EBITDA is a non-GAAP financial measure that GTI currently calculates according to the schedule above. GTI believes that EBITDA is generally accepted as providing useful information regarding a company’s ability to incur and service debt. GTI also believes that EBITDA provides useful information about the productivity and cash generation potential of its ongoing businesses. Management uses EBITDA as well as other financial measures in connection with its decision-making activities. EBITDA should not be considered in isolation or as a substitute for net income (loss), cash flows from continuing operations or other consolidated income or cash flow data prepared in accordance with GAAP. GTI’s method for calculating EBITDA may not be comparable to methods used by other companies and is not the same as the method for calculating EBITDA under its senior secured bank credit facilities or its senior notes.

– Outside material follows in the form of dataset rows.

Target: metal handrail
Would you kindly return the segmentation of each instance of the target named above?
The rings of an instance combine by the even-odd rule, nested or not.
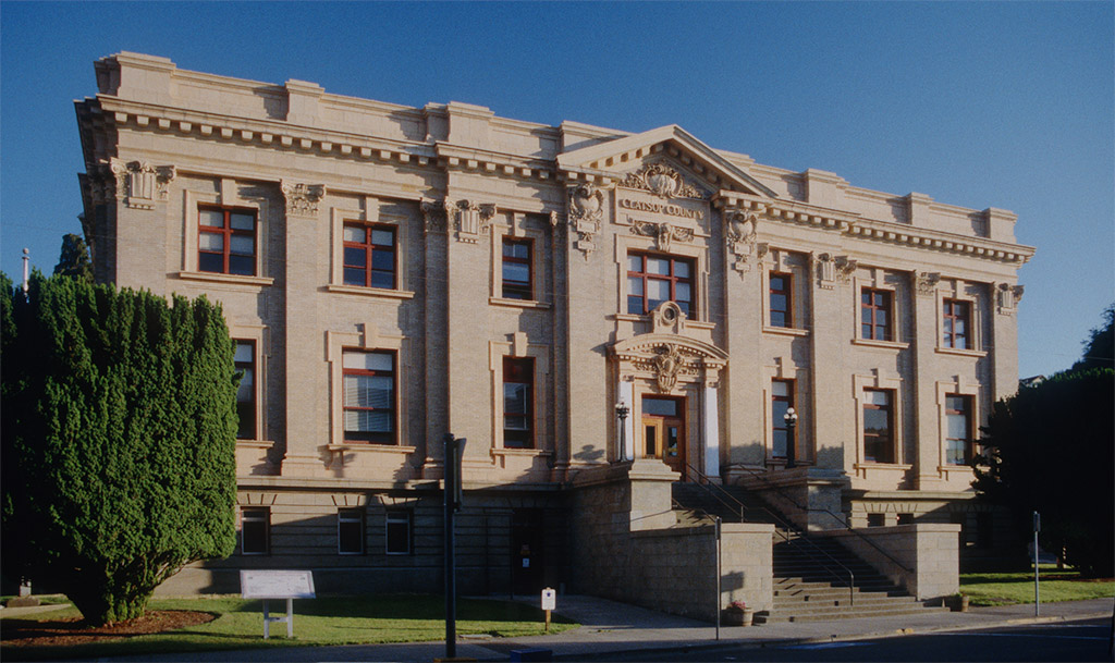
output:
[[[748,510],[764,511],[764,513],[766,513],[766,515],[772,520],[775,521],[776,525],[778,525],[779,527],[782,527],[786,532],[789,532],[789,533],[793,533],[793,534],[796,535],[796,538],[795,537],[791,537],[788,534],[785,534],[785,533],[780,532],[778,529],[778,527],[775,527],[775,534],[777,534],[778,536],[783,537],[788,545],[797,546],[796,549],[801,549],[801,545],[799,544],[805,543],[805,544],[812,546],[813,550],[815,550],[817,553],[821,553],[825,557],[828,557],[828,559],[831,559],[834,564],[836,564],[836,566],[840,566],[841,568],[843,568],[844,572],[847,574],[847,601],[849,601],[849,605],[855,605],[855,574],[852,573],[851,568],[844,566],[841,563],[840,559],[836,559],[835,557],[833,557],[832,555],[830,555],[827,552],[825,552],[816,543],[809,540],[809,537],[806,536],[806,534],[804,532],[802,532],[793,523],[786,520],[785,518],[783,518],[778,514],[775,514],[774,511],[772,511],[768,508],[765,508],[765,507],[748,507],[744,503],[741,503],[738,499],[736,499],[730,493],[728,493],[727,490],[725,490],[720,486],[717,486],[716,484],[714,484],[712,481],[710,481],[709,478],[704,472],[701,472],[696,467],[689,465],[688,461],[682,461],[682,462],[685,464],[685,466],[690,471],[692,471],[692,474],[697,475],[697,478],[699,479],[699,481],[698,481],[697,485],[700,486],[701,488],[704,488],[714,499],[716,499],[717,501],[719,501],[721,505],[728,507],[729,509],[738,507],[740,521],[744,521],[746,519],[745,515],[744,515],[745,511],[748,511]],[[688,472],[686,474],[686,476],[688,477]],[[724,497],[720,497],[719,495],[717,495],[716,493],[714,493],[714,490],[712,490],[714,488],[717,489],[717,490],[719,490],[724,495]],[[735,503],[735,507],[729,501],[726,501],[725,498],[727,498],[728,500],[730,500],[730,503]],[[704,510],[704,509],[700,509],[700,510]],[[706,513],[706,515],[708,515],[708,514]],[[836,571],[834,571],[832,568],[832,566],[830,566],[828,564],[826,564],[824,562],[824,559],[818,559],[817,556],[814,555],[812,550],[806,549],[805,554],[806,554],[806,556],[809,557],[811,560],[816,562],[817,564],[820,564],[821,566],[823,566],[825,568],[825,571],[827,571],[834,577],[837,577],[837,578],[840,577],[840,573],[837,573]]]
[[[785,499],[786,499],[787,501],[789,501],[789,504],[794,505],[794,506],[795,506],[795,507],[797,507],[798,509],[801,509],[801,510],[803,510],[803,511],[815,511],[815,513],[824,513],[824,514],[828,514],[828,515],[830,515],[830,516],[832,517],[832,519],[833,519],[833,520],[835,520],[835,521],[840,523],[841,525],[843,525],[843,526],[844,526],[844,529],[846,529],[846,530],[851,532],[852,534],[854,534],[855,536],[860,537],[860,538],[861,538],[861,539],[863,540],[863,543],[865,543],[865,544],[870,545],[870,546],[871,546],[872,548],[875,548],[875,550],[878,550],[878,552],[879,552],[879,553],[880,553],[881,555],[883,555],[884,557],[886,557],[888,559],[890,559],[891,562],[893,562],[893,563],[894,563],[895,565],[898,565],[898,567],[899,567],[899,568],[901,568],[902,571],[904,571],[904,572],[906,572],[906,573],[913,573],[913,569],[912,569],[912,568],[910,568],[910,567],[909,567],[909,566],[906,566],[905,564],[902,564],[901,562],[899,562],[899,560],[898,560],[898,559],[896,559],[896,558],[894,557],[894,555],[891,555],[890,553],[888,553],[888,552],[886,552],[886,550],[884,550],[883,548],[879,547],[879,544],[876,544],[875,542],[871,540],[870,538],[867,538],[867,537],[866,537],[866,536],[864,536],[863,534],[861,534],[861,533],[856,532],[855,529],[853,529],[853,528],[852,528],[852,526],[851,526],[851,525],[849,525],[849,524],[847,524],[847,520],[845,520],[844,518],[842,518],[842,517],[837,516],[836,514],[832,513],[831,510],[828,510],[828,509],[826,509],[826,508],[814,508],[814,507],[804,507],[804,506],[802,506],[802,505],[797,504],[797,500],[796,500],[796,499],[794,499],[794,498],[793,498],[793,497],[791,497],[789,495],[786,495],[786,493],[784,493],[784,491],[782,490],[782,488],[779,488],[778,486],[776,486],[775,484],[773,484],[773,482],[770,481],[770,479],[768,479],[768,478],[767,478],[767,477],[765,476],[765,474],[766,474],[766,472],[762,472],[762,471],[759,471],[759,470],[757,470],[757,469],[754,469],[754,468],[750,468],[750,467],[747,467],[747,466],[745,466],[745,465],[740,465],[740,466],[737,466],[737,467],[739,467],[739,468],[741,468],[741,469],[744,469],[744,470],[746,470],[746,471],[750,472],[750,474],[752,474],[752,476],[754,476],[754,477],[755,477],[755,478],[757,478],[758,480],[760,480],[760,481],[763,481],[764,484],[766,484],[766,485],[767,485],[767,486],[768,486],[768,487],[769,487],[769,488],[770,488],[772,490],[774,490],[775,493],[777,493],[778,495],[780,495],[780,496],[782,496],[783,498],[785,498]]]

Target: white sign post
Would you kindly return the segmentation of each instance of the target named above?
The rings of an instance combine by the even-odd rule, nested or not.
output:
[[[316,598],[313,572],[310,571],[241,571],[240,596],[263,599],[263,640],[271,636],[271,622],[287,622],[287,637],[294,637],[294,599]],[[268,599],[285,598],[287,616],[272,617]]]
[[[550,611],[558,607],[558,593],[551,587],[542,591],[542,610],[546,611],[546,633],[550,633]]]

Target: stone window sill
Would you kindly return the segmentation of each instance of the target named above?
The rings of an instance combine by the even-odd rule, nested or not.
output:
[[[961,350],[959,348],[937,348],[939,354],[954,354],[957,357],[987,357],[983,350]]]
[[[880,348],[882,350],[908,350],[910,343],[902,343],[900,341],[873,341],[870,339],[853,339],[853,345],[862,345],[864,348]]]
[[[326,290],[339,294],[356,294],[390,300],[409,300],[415,296],[415,293],[409,290],[387,290],[384,287],[365,287],[362,285],[327,285]]]
[[[794,326],[767,326],[763,325],[763,333],[765,334],[776,334],[783,337],[807,337],[809,335],[809,330],[797,329]]]
[[[234,285],[251,285],[254,287],[272,285],[275,280],[266,276],[242,276],[240,274],[217,274],[216,272],[178,272],[178,279],[186,281],[210,281],[212,283],[231,283]]]
[[[414,454],[417,447],[399,447],[396,445],[361,445],[359,442],[346,442],[341,445],[326,445],[330,451],[371,451],[377,454]]]
[[[536,300],[507,300],[504,298],[488,298],[488,303],[494,306],[508,306],[512,309],[549,309],[550,304]]]

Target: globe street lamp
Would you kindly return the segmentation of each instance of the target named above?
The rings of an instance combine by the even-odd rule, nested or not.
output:
[[[627,416],[631,413],[631,408],[628,407],[623,399],[615,403],[615,416],[620,418],[620,448],[615,456],[620,459],[620,462],[627,460]]]
[[[782,419],[786,422],[786,469],[789,469],[797,467],[794,462],[797,450],[797,438],[794,437],[794,429],[797,427],[797,412],[794,408],[787,408],[786,415]]]

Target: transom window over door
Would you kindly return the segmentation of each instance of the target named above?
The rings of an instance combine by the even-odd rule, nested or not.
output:
[[[345,284],[395,289],[395,228],[345,224]]]
[[[691,260],[669,255],[628,254],[628,313],[644,315],[663,302],[675,302],[696,315]]]
[[[197,211],[197,270],[255,275],[255,212],[224,207]]]
[[[345,441],[394,445],[395,353],[343,353]]]

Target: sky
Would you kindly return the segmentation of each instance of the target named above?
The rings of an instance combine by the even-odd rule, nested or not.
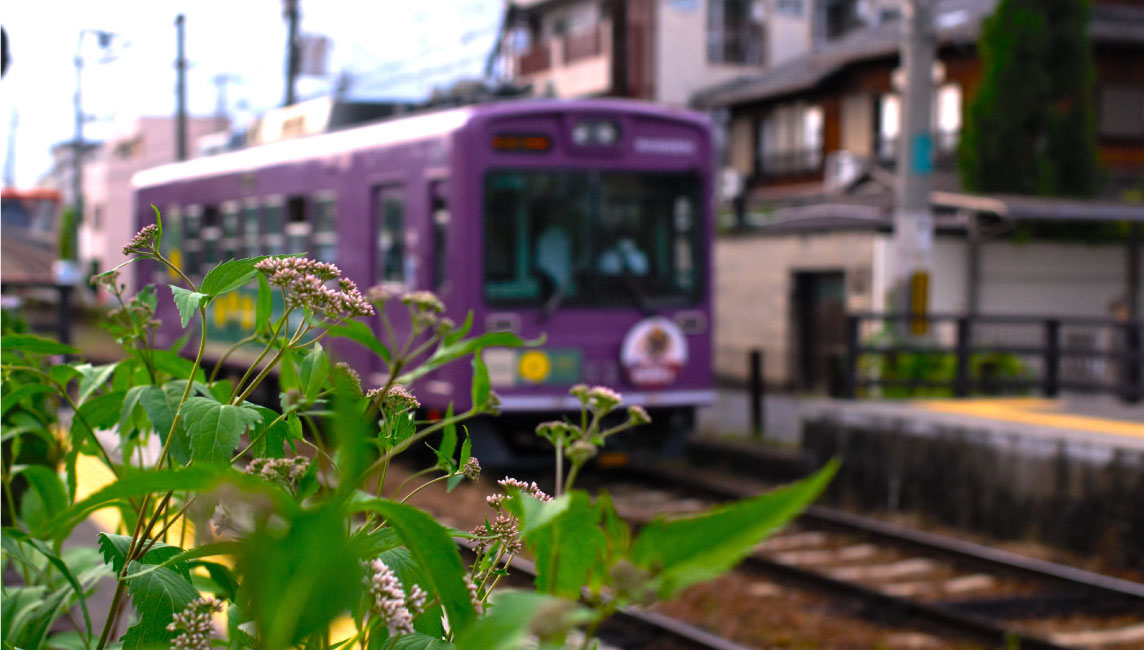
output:
[[[299,0],[299,6],[300,32],[333,41],[328,74],[300,78],[300,98],[328,93],[342,71],[355,77],[350,98],[422,98],[435,86],[482,73],[502,0]],[[186,17],[191,116],[215,114],[215,78],[222,74],[235,78],[225,95],[238,122],[281,104],[281,0],[8,1],[0,8],[11,55],[0,82],[0,153],[17,187],[33,185],[50,167],[51,146],[73,137],[77,50],[85,62],[85,138],[124,133],[138,117],[175,113],[178,14]],[[104,51],[85,30],[116,37]]]

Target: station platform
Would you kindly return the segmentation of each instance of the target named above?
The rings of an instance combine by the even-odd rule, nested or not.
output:
[[[1113,397],[1064,396],[968,399],[831,399],[791,394],[764,397],[764,438],[797,445],[803,421],[821,417],[853,425],[893,422],[916,433],[969,429],[998,437],[1144,451],[1144,404]],[[745,390],[720,389],[699,413],[707,435],[750,437],[750,402]],[[896,427],[897,428],[897,427]]]

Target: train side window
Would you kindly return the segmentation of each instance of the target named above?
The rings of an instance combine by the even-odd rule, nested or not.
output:
[[[337,261],[337,203],[333,195],[313,198],[313,256],[331,264]]]
[[[445,246],[448,235],[448,182],[436,181],[429,185],[432,216],[432,277],[437,293],[445,293]]]
[[[283,201],[275,197],[267,200],[262,207],[262,254],[281,255],[286,248],[286,236],[283,232]]]
[[[286,201],[286,251],[310,252],[310,222],[307,221],[305,197],[291,197]]]
[[[262,245],[259,241],[259,206],[247,204],[243,208],[243,244],[246,246],[246,256],[255,257],[262,254]]]
[[[214,268],[220,261],[220,239],[222,238],[222,215],[219,206],[202,206],[202,265],[204,270]]]
[[[202,260],[202,208],[192,205],[186,207],[183,215],[183,272],[188,276],[199,274],[199,263]]]
[[[227,201],[222,204],[222,256],[224,260],[233,260],[243,255],[238,239],[238,203]]]
[[[404,285],[405,277],[405,197],[403,188],[381,188],[376,199],[378,282]]]

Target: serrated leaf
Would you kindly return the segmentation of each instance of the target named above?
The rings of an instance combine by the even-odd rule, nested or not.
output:
[[[197,462],[230,465],[238,441],[248,427],[262,421],[254,409],[220,404],[213,398],[191,397],[183,404],[191,459]]]
[[[259,274],[259,300],[254,303],[254,331],[270,334],[270,315],[273,312],[273,294],[267,277]]]
[[[100,552],[116,574],[124,569],[130,541],[132,538],[126,536],[100,533]],[[127,572],[137,576],[127,580],[127,592],[132,596],[137,623],[124,635],[124,648],[143,649],[159,643],[169,644],[174,639],[175,633],[167,629],[167,624],[175,613],[199,597],[199,593],[191,585],[186,564],[158,569],[154,565],[182,553],[183,549],[176,546],[156,542],[141,561],[132,561]],[[150,571],[138,574],[149,566]]]
[[[186,327],[186,325],[191,322],[191,318],[193,318],[194,314],[199,310],[199,307],[210,296],[205,293],[183,288],[181,286],[167,286],[170,287],[170,293],[175,298],[175,306],[178,307],[178,319],[182,322],[183,327]]]
[[[265,255],[257,257],[243,257],[240,260],[227,260],[217,267],[207,271],[199,291],[212,299],[224,293],[245,286],[259,271],[254,270],[254,264],[265,260]]]
[[[178,403],[183,399],[183,391],[186,389],[186,381],[174,380],[162,386],[149,386],[140,394],[140,402],[146,417],[151,420],[151,426],[159,434],[159,441],[167,443],[167,434],[170,433],[170,425],[175,420],[175,412]],[[124,401],[126,403],[126,399]],[[191,461],[190,437],[186,435],[186,420],[175,430],[175,438],[170,441],[167,449],[170,458],[180,465]]]
[[[669,599],[738,563],[763,538],[810,505],[837,468],[837,460],[832,460],[797,483],[752,499],[696,515],[657,517],[639,531],[630,558],[653,572],[660,597]]]
[[[302,367],[299,368],[299,381],[302,382],[302,394],[307,402],[318,398],[326,379],[329,378],[329,356],[321,349],[321,343],[316,343],[302,358]]]
[[[462,579],[466,571],[461,554],[445,528],[413,506],[386,499],[374,499],[358,505],[358,508],[382,515],[402,537],[406,548],[424,570],[430,593],[437,594],[445,607],[451,626],[464,629],[476,619],[477,612],[469,601],[469,588]]]
[[[82,404],[92,396],[93,393],[98,390],[104,383],[111,379],[111,375],[116,372],[116,366],[119,363],[106,364],[102,366],[93,366],[92,364],[82,364],[76,366],[76,371],[80,374],[79,380],[79,397],[76,399],[77,404]]]
[[[252,438],[259,438],[251,449],[251,453],[254,454],[254,458],[285,457],[286,452],[283,445],[286,444],[286,438],[291,435],[286,419],[278,420],[278,413],[265,406],[255,406],[254,409],[261,415],[262,421],[255,430],[251,431]]]

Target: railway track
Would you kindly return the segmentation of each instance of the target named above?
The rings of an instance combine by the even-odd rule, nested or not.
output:
[[[634,524],[757,493],[696,468],[633,463],[597,475],[604,477]],[[1144,584],[820,506],[761,545],[739,570],[847,600],[869,618],[943,639],[1022,649],[1144,648]]]
[[[461,548],[471,556],[467,546],[462,545]],[[535,577],[537,570],[532,562],[514,557],[505,582],[531,589]],[[615,612],[601,625],[596,635],[602,642],[602,650],[749,650],[677,618],[635,608]]]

Sept-03 | Dec-03 Estimate | |||||||
---|---|---|---|---|---|---|---|---|
Long term debt | $685 | $500 - 525 | ||||||
Short term debt | 15 | 0 - 5 | ||||||
Total debt | 700 | 500 - 530 | ||||||
Less: | ||||||||
Fair value of hedged debt obligation | (9) | 0 | ||||||
Unamortized bond premium | 4 | 4 | ||||||
Cash and cash equivalents | 6 | 16 - 27 | ||||||
Net debt | $699 | $480 - 499 | ||||||
Pro Forma Calculation | ||||||||
Net debt (from above) | 699 | |||||||
Less: Net proceeds from public offering | (190) | |||||||
Pro Forma net debt | $509 | |||||||
NOTE ON NET DEBT RECONCILATION: Net debt is a non-GAAP financial measure that GTI calculates according to the schedule above, using GAAP amounts from the consolidated financial statements. GTI excludes the unamortized bond premium from its sale of $150 million aggregate principal amount of additional senior notes in May 2002 at a price of 104.5% of principal amount. The premium received in excess of principal amount is amortized to reduce interest expense over the term of the senior notes. GTI also excludes the fair value of hedged debt obligations (which are interest rate swaps that have been marked-to-market) because they currently represent a liability with an offsetting non-cash adjustment recorded as a component of long-term debt on the consolidated balance sheet. GTI believes that net debt is generally accepted as providing useful information regarding a company’s indebtedness. Management believes net debt provides meaningful information to investors to assist them to analyze leverage. Management uses net debt as well as other financial measures in connection with its decision-making activities. Net debt should not be considered in isolation or as a substitute for total debt or total debt and other long term obligations calculated in accordance with GAAP. GTI’s method for calculating net debt may not be comparable to methods used by other companies and is not the same as the method for calculating net debt under its senior secured bank credit facilities. GTI does not forecast the fair value of hedged debt obligation. Net debt guidance is subject to the considerations under Note on Reconciliation of Earnings, EBITDA and net debt guidance data.